Bill has been rightly pointing out the utter idiocy of relying on, or even mentioning, the results of tiny pitcher-batter matchups during TV broadcasts. Sometimes, I wonder, though if the inverse proposition might have some validity. The only value I can see in mentioning the results of tiny sample-size matchups is the possible absence of the opposite conclusion.
Suppose Abe Atter has 3-for-5 with a homer and double vs. A. P. Itcher. Bill might say "Means absolutely nothing," and he’s right—Atter could then go 0-for-5 against Itcher, which would be easily explained by a mere reversion to the norm, and it shows nothing about how well Atter hits Itcher.
But might we draw from the initial 3-for-5 the implication that Itcher certainly doesn’t dominate Atter?
Unless we’re willing to entertain the possibility that Atter is the single luckiest SOB on Green’s God-Earth, that these are the only three hits he will ever get against Itcher if he bats against him until the Thursday before Doomsday, we must concede that until about that Tuesday, we’re certainly going to let Atter take his licks against Itcher.
Without a willingness to attribute these three hits to blind luck prevailing over all rational thought, we must concede that Atter seems to see Itcher’s pitches well, that he gets the bat around on him ok, and that he must have a fair amount of confidence when he steps in the box facing Itcher. Of course, given the small sample size, we keep an open mind as to the nature of Atter’s three hits, which might be due to luck if they are a swinging bunt, a Texas League blooper, and a grounder to the hole that the shortstop had trouble digging out of his mitt, but in my example the homer and the double denote something of some significance.

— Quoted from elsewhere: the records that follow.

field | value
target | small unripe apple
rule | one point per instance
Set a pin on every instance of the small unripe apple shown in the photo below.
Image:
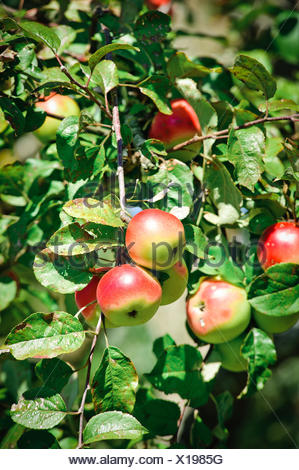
(174, 286)
(175, 128)
(128, 295)
(89, 294)
(273, 324)
(218, 311)
(59, 105)
(155, 239)
(279, 244)
(230, 354)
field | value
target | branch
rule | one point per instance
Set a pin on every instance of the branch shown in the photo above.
(87, 384)
(224, 133)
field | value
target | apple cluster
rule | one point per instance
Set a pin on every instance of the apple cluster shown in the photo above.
(130, 294)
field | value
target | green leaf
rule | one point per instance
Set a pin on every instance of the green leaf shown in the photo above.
(112, 425)
(254, 75)
(258, 349)
(39, 409)
(95, 58)
(105, 75)
(8, 291)
(223, 192)
(180, 66)
(38, 440)
(54, 373)
(45, 335)
(178, 371)
(156, 88)
(61, 274)
(92, 210)
(152, 27)
(245, 150)
(159, 416)
(276, 292)
(115, 382)
(40, 32)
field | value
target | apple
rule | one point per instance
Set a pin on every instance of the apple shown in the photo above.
(279, 243)
(175, 128)
(273, 324)
(218, 311)
(162, 5)
(128, 295)
(7, 157)
(59, 105)
(174, 286)
(155, 239)
(230, 354)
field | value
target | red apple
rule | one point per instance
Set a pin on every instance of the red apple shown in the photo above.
(279, 244)
(175, 128)
(174, 286)
(128, 295)
(59, 105)
(155, 239)
(218, 311)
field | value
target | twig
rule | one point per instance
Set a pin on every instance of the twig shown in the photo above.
(224, 133)
(87, 384)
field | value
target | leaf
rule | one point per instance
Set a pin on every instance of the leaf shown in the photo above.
(54, 373)
(254, 75)
(61, 274)
(8, 291)
(276, 292)
(95, 58)
(39, 409)
(180, 66)
(40, 32)
(223, 192)
(159, 416)
(156, 88)
(112, 425)
(178, 371)
(152, 27)
(92, 210)
(245, 150)
(105, 75)
(45, 335)
(258, 349)
(115, 382)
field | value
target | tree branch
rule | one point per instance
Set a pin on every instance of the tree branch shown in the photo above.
(224, 133)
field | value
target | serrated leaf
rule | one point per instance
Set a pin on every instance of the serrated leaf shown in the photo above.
(259, 350)
(95, 58)
(276, 292)
(54, 373)
(93, 210)
(112, 425)
(115, 382)
(223, 192)
(45, 335)
(245, 150)
(39, 409)
(254, 75)
(42, 33)
(178, 371)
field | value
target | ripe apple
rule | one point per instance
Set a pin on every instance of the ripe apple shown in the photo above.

Not a lot, but maybe some little thing? Maybe something as small as "Itcher hasn’t figured out yet what location he should try to throw to against Atter" or maybe it’s just that Itcher has figured that out but needs to execute better. Will he figure it out? Will he execute better? Probably, but those first five at-bats indicate, at least, that he hasn’t done so yet.
Five at-bats is just too small a sample size to have meaning, but that will not restrain the Joe Bucks and the Ron Darlings from drawing their conclusions, and then changing those conclusions out loud every few at-bats from that point on. If I understand Bill’s thesis correctly (always a dangerous premise—I’ve gotten about one "That’s right" from him for every five "No, no, no, you imbecile!"s), the prevailing, or even overwhelming, influence on someone’s ability to hit is simply that batter’s inherent ability, and not the batter’s hotness, or the pitcher’s coldness, or really any other factor. Everything else is just the luck of the draw. Someone who hits at, say, an .800 OPS clip, in other words, is going to hit .800 in July, at home, with runners on 2B, in almost any conceivable situation, given enough at-bats.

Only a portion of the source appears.